É imperativo postular,a priori, que a maleabilidade da legislação, no que tange às questões ambientais, atrelam-se a fatores históricos de formação do Brasil. Semelhante ao período da República Oligárquica, em que proprietários de terra apossavam-se de influência significativa na política nacional, assuntos públicos referentes ao ecossistema na contemporaneidade são persuadidos por uma bancada ruralista no Congresso Nacional, que influencia no processo de aprovação de leis nesse âmbito. Consequentemente, a flexibilização de produtos tóxicos e de ação poluente constitui uma realidade no país,que atende, sobretudo, aos anseios do agronegócio, fomentando desequilíbrios ecológicos. Isso comprova-se pelo Projeto de Lei 6.299/2002, uma vez que este propõe a versatilidade no registro de agrotóxicos. Logo, é substancial que esse panorama seja aplacado.

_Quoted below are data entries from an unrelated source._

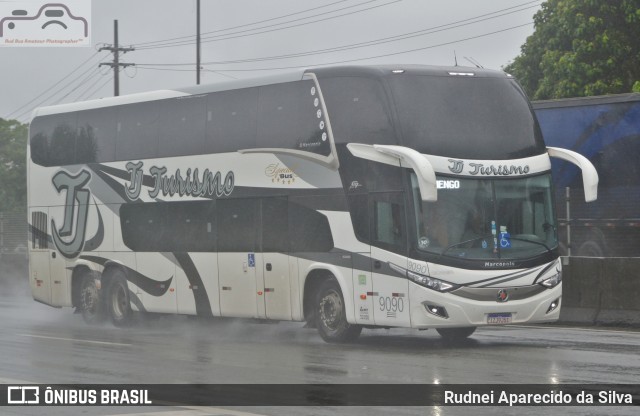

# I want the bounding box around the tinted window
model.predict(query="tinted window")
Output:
[120,201,216,252]
[205,88,258,153]
[158,95,207,157]
[30,113,78,166]
[76,108,117,163]
[389,75,545,159]
[256,81,331,156]
[289,202,333,252]
[116,101,160,160]
[262,198,289,253]
[218,199,259,252]
[370,193,407,254]
[320,77,397,144]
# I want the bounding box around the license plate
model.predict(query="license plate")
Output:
[487,312,512,325]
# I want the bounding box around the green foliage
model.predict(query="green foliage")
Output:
[504,0,640,99]
[0,118,27,215]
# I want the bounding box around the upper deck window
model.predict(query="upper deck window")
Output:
[389,75,545,160]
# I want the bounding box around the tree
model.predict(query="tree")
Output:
[504,0,640,100]
[0,118,27,215]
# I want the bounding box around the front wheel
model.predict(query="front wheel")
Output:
[436,326,476,341]
[79,272,104,325]
[106,272,133,327]
[315,278,362,343]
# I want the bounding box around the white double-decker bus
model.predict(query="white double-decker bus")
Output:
[28,66,598,342]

Outrossim, é lícito mencionar que o aumento da vulnerabilidade ambiental na nação faz-se uma realidade desde a ascensão do governo do atual presidente da República,Jair Messias Bolsonaro, figura política adepta aos preceitos neoliberais, com suas respectivas equipes que compõem órgãos públicos. Tal fato comprova-se pela redução de verbas disponibilizadas pelo Governo aos organismos de fiscalização do meio ambiente,como o Instituto Brasileiro do Meio Ambiente e dos Recursos Naturais Renováveis (IBAMA) e o Ministério do Meio Ambiente (MMA). Ademais, o desmatamento na Amazônia cresceu cerca de 30% entre agosto de 2018 e julho de 2019, segundo dados do Instituto Nacional de Pesquisas Espaciais (Inpe). Assim, mudar essa conjuntura é essencial para o bem-estar nacional.

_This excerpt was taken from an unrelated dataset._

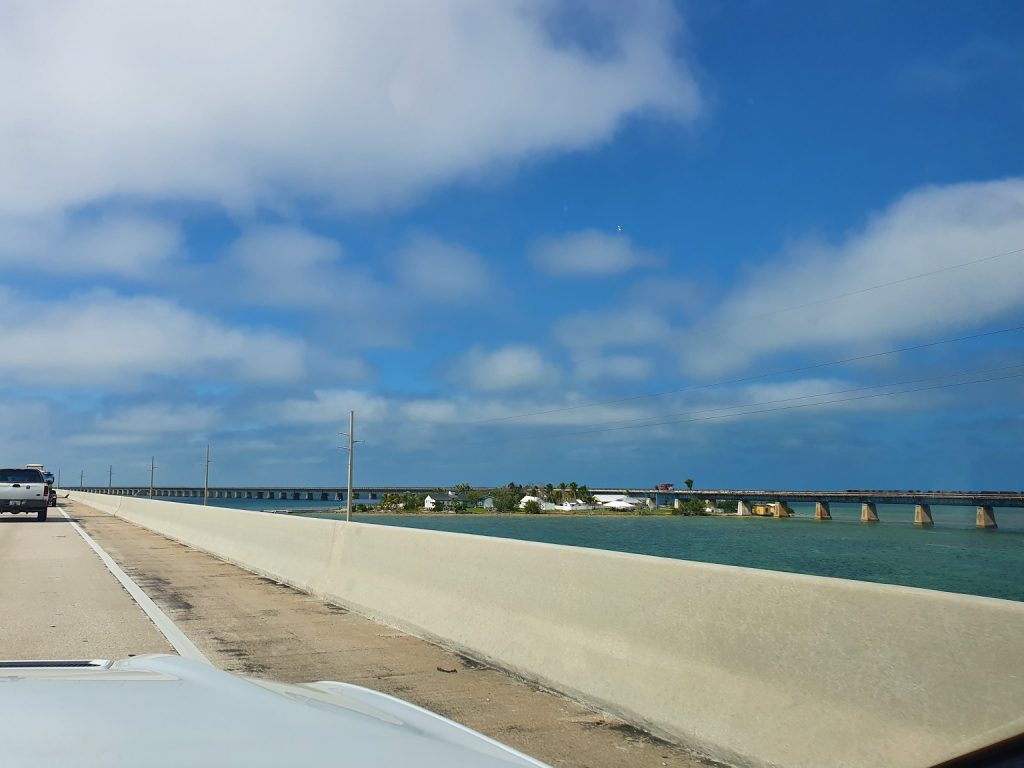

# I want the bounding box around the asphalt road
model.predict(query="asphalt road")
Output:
[0,501,712,768]
[0,509,173,659]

Em síntese, urge que propostas sejam concretizadas para amenizar esse quadro caótico. É fundamental, portanto, que o Estado, a partir do Poder Legislativo, crie uma lei específica que proiba o comércio e o uso de agroquímicos prejudiciais ao meio ambiente e à saúde humana em território nacional, a fim de evitar futuros danos ecológicos,e garantir a integridade dos ecossistemas e da população. Além disso, o Governo Federal deve, por meio de verbas públicas, direcionar mais recursos aos órgãos ambientais,bem como investir em capacitação de profissionais. Assim, haverá um mecanismo de fiscalização mais eficaz e rígido nesse espectro.